Sementara, apabila bepergian dilakukan setelah terbitnya fajar, hukum asalnya adalah dilarang. Sebab, setelah terbit fajar, seseorang sudah terikat kewajiban Jumat. Dalam sebuah hadis Rasulullah SAW bersabda (yang maknanya): ”Barangsiapa bepergian pada hari Jumat, malaikat mendoakan buruk kepadanya agar tidak mendapatkan teman di perjalanan” (HR adDaruquthni).

Namun, larangan tersebut bisa hilang apabila terdapat salah satu di antara dua hal berikut:

1. Ada dugaan kuat bahwa dia dapat melaksanakan ibadah Jumat dalam perjalanan atau di tempat tujuan.

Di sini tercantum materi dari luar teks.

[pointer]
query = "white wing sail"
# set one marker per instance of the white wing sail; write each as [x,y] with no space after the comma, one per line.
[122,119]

2. Terdapat mudarat (bahaya) bila tidak bepergian setelah subuhnya hari Jumat, seperti tertinggal dari rombongan.

Syekh Zainuddin al-Malibari dalam Fathul Mu’in mengatakan: ”Haram bagi orang yang berkewajiban Jumat, melakukan safar setelah terbitnya fajar hari Jumat yang menyebabkan ia meninggalkan Jumat, …kecuali ia khawatir tertimpa mudarat bila tidak bepergian seperti tertinggal dari rombongan, maka tidak haram dalam kondisi tersebut, bahkan meski dilakukan setelah masuk waktu zuhur selama bukan bepergian maksiat”.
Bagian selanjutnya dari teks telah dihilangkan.